Nicole and her mother don’t blame the judge or the assailant’s grandmother. They later learned his grandmother provided the police with essential information that led to her grandson’s capture. Gloria instead focuses on the things that give her comfort: her faith, the SAVE community, her daughters and grandchildren, whose names all begin with “D” in memory of their aunt.
“My grandkids keep me going.” She treats them to weekends at a hotel in Baltimore where they act like tourists in their own city, wandering the Inner Harbor and visiting the Ripley’s Believe It or Not Museum. It is a vacation from the Baltimore that Gloria knows so well; the one where she still won’t leave her house at night and often hears gunfire.
Nicole still accompanies her mother to every parole hearing for her sister’s murderer. At the last of the hearings, she watched her typically shy mother summon some of Danielle’s courage to speak in front of a crowd. “I’m usually too nervous to talk in front of a group,” said Gloria. “But I got up. I needed to know what happened to my daughter. A mother needs to know.”

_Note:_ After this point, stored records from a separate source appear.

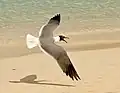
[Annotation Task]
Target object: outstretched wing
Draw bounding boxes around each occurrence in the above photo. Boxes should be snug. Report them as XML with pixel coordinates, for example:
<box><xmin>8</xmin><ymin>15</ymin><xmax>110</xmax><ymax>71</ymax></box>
<box><xmin>39</xmin><ymin>14</ymin><xmax>60</xmax><ymax>37</ymax></box>
<box><xmin>41</xmin><ymin>44</ymin><xmax>80</xmax><ymax>80</ymax></box>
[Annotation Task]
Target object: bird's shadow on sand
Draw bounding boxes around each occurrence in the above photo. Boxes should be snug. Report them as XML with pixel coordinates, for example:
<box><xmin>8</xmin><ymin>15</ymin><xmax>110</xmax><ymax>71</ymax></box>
<box><xmin>9</xmin><ymin>75</ymin><xmax>75</xmax><ymax>87</ymax></box>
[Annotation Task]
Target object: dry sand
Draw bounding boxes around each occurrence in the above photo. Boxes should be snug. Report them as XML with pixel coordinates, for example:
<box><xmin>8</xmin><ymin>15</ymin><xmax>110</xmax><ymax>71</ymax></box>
<box><xmin>0</xmin><ymin>30</ymin><xmax>120</xmax><ymax>93</ymax></box>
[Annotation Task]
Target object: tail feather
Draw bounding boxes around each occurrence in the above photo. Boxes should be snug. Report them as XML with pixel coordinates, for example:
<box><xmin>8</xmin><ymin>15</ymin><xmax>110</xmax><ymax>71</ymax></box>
<box><xmin>26</xmin><ymin>34</ymin><xmax>39</xmax><ymax>49</ymax></box>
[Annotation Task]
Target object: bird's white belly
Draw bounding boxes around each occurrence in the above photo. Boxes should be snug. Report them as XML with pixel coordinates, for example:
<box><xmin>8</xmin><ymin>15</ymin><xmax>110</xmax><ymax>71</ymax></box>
<box><xmin>38</xmin><ymin>43</ymin><xmax>51</xmax><ymax>57</ymax></box>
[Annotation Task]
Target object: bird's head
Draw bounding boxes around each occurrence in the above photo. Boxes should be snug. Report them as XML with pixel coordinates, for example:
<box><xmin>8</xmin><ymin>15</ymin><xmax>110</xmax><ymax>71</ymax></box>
<box><xmin>59</xmin><ymin>35</ymin><xmax>69</xmax><ymax>43</ymax></box>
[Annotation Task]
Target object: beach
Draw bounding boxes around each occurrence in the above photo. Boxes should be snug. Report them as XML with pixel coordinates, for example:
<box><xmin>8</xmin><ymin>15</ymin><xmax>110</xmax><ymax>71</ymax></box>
<box><xmin>0</xmin><ymin>32</ymin><xmax>120</xmax><ymax>93</ymax></box>
<box><xmin>0</xmin><ymin>0</ymin><xmax>120</xmax><ymax>93</ymax></box>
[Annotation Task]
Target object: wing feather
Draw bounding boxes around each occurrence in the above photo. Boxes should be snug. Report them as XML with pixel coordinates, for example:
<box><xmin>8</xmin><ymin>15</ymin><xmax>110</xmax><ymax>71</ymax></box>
<box><xmin>41</xmin><ymin>43</ymin><xmax>81</xmax><ymax>80</ymax></box>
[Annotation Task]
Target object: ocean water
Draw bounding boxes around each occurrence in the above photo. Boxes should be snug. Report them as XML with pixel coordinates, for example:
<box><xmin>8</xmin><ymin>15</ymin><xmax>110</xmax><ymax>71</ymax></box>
<box><xmin>0</xmin><ymin>0</ymin><xmax>120</xmax><ymax>28</ymax></box>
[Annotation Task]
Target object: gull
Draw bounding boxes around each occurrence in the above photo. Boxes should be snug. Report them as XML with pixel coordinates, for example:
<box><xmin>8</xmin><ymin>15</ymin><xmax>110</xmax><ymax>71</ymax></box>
<box><xmin>27</xmin><ymin>13</ymin><xmax>81</xmax><ymax>80</ymax></box>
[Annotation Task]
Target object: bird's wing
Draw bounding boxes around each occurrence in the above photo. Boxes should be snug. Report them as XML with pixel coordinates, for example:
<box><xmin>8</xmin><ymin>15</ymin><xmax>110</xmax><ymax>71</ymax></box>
<box><xmin>39</xmin><ymin>14</ymin><xmax>60</xmax><ymax>37</ymax></box>
<box><xmin>41</xmin><ymin>44</ymin><xmax>80</xmax><ymax>80</ymax></box>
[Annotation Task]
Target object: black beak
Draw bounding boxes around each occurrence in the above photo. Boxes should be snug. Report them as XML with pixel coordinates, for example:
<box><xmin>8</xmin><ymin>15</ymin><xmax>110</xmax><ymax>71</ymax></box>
<box><xmin>61</xmin><ymin>36</ymin><xmax>69</xmax><ymax>43</ymax></box>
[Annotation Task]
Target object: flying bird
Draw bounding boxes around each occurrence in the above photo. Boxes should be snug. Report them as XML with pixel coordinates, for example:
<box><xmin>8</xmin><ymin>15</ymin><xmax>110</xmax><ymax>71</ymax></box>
<box><xmin>26</xmin><ymin>13</ymin><xmax>81</xmax><ymax>80</ymax></box>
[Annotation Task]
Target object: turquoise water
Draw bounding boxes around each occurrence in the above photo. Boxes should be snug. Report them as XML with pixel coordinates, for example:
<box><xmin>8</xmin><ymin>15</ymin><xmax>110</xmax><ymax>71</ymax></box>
<box><xmin>0</xmin><ymin>0</ymin><xmax>120</xmax><ymax>27</ymax></box>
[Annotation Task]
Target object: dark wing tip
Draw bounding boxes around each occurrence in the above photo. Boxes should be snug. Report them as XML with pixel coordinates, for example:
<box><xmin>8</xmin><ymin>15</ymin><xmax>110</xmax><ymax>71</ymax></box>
<box><xmin>65</xmin><ymin>64</ymin><xmax>81</xmax><ymax>80</ymax></box>
<box><xmin>49</xmin><ymin>13</ymin><xmax>60</xmax><ymax>25</ymax></box>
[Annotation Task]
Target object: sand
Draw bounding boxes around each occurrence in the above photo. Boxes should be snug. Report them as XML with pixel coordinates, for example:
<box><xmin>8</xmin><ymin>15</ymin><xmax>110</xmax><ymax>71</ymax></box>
<box><xmin>0</xmin><ymin>30</ymin><xmax>120</xmax><ymax>93</ymax></box>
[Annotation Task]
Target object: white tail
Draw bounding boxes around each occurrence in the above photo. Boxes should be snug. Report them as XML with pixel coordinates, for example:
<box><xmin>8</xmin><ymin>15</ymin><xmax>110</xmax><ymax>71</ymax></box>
<box><xmin>26</xmin><ymin>34</ymin><xmax>39</xmax><ymax>49</ymax></box>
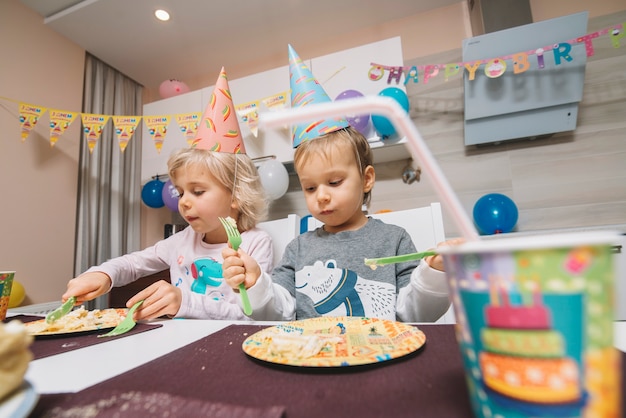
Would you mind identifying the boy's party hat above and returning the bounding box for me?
[289,45,348,148]
[191,67,246,154]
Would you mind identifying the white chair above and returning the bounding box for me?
[257,214,300,266]
[307,202,456,324]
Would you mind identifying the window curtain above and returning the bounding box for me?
[74,54,143,309]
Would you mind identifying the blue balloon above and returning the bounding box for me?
[474,193,518,235]
[372,87,409,139]
[141,179,165,208]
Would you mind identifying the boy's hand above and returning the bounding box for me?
[222,247,261,292]
[424,238,465,271]
[61,271,111,304]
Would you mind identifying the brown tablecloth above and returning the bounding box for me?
[32,325,472,418]
[4,315,163,360]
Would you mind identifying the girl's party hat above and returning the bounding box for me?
[289,45,349,148]
[191,67,246,154]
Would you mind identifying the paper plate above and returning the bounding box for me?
[24,308,128,337]
[242,317,426,367]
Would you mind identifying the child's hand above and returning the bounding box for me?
[424,238,465,271]
[61,271,111,304]
[222,247,261,291]
[126,280,183,321]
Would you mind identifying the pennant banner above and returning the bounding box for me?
[235,101,259,138]
[174,112,202,146]
[112,116,141,152]
[144,115,170,154]
[0,23,626,153]
[20,103,46,142]
[81,113,111,154]
[50,109,78,147]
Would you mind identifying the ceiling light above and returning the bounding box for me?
[154,9,170,22]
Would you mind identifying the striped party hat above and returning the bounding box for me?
[191,67,246,154]
[289,45,349,148]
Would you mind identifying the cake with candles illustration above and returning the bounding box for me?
[479,278,582,404]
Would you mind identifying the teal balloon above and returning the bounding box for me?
[473,193,518,235]
[141,179,165,208]
[372,87,409,139]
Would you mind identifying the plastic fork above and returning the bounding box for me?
[218,218,252,315]
[98,300,143,337]
[365,250,437,268]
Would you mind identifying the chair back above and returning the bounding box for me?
[257,214,300,266]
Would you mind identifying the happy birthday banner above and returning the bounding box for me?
[368,23,626,85]
[0,23,626,153]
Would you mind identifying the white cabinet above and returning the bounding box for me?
[141,37,410,182]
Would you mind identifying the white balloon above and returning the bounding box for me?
[259,159,289,200]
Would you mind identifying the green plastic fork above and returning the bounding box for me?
[98,300,143,337]
[365,250,437,268]
[218,218,252,315]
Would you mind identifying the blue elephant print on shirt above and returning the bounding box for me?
[191,258,224,295]
[296,260,396,318]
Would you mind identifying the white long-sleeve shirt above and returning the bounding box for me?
[87,227,273,320]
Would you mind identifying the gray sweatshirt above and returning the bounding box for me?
[243,218,450,322]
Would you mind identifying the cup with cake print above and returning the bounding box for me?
[440,232,622,418]
[0,271,15,321]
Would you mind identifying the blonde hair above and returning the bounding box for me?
[293,126,374,204]
[167,148,269,231]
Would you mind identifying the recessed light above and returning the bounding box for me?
[154,9,170,22]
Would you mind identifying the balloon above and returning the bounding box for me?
[335,90,370,136]
[9,279,26,309]
[159,78,189,99]
[372,87,409,139]
[141,178,165,208]
[474,193,518,235]
[259,159,289,200]
[161,179,178,212]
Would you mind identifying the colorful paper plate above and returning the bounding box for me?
[242,317,426,367]
[24,308,128,337]
[0,380,39,418]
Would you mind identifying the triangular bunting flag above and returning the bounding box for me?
[20,103,46,142]
[236,101,259,138]
[174,112,202,146]
[143,115,170,154]
[81,113,111,154]
[50,109,78,147]
[113,116,141,152]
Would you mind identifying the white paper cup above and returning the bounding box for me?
[438,232,622,418]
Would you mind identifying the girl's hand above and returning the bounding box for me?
[126,280,183,321]
[222,247,261,292]
[61,271,111,305]
[424,238,465,271]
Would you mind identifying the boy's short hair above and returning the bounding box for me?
[293,126,374,205]
[167,148,269,231]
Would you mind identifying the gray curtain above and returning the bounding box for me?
[74,54,143,309]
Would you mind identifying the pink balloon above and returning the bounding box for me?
[159,78,189,99]
[161,179,178,212]
[335,90,370,136]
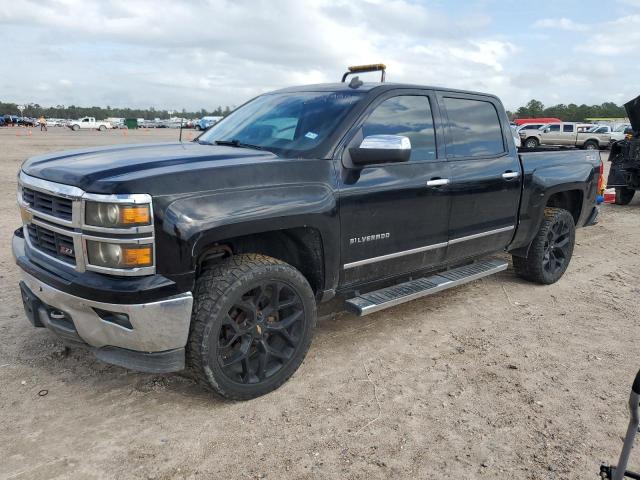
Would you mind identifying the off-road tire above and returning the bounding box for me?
[186,254,317,400]
[512,207,576,285]
[616,187,636,205]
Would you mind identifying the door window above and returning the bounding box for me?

The man told her, step by step, how he was playing with the gun. He fired it unintentionally and panicked. He thought if he pulled Danielle’s body outside, it could absolve the people who lived there of any guilt and make it harder to tie him to the crime. He saw Gloria and her daughters arrive on the scene. He knew who they were. He also knew he would face significant prison time so he ran. The rest is tragic history.
Gloria thinks back to her teenage daughter singing. How prophetic Baker’s lyrics were. “With all my heart, I love you baby/ Stay with me, and you will see my arms will hold you, baby/ Never leave, ’cause I believe I’m in love.” Too many of Baltimore’s children, daughters and sons, leave the warm embrace of their parents. Gloria still says, “I love you” to all of her daughters, Danielle included, every day.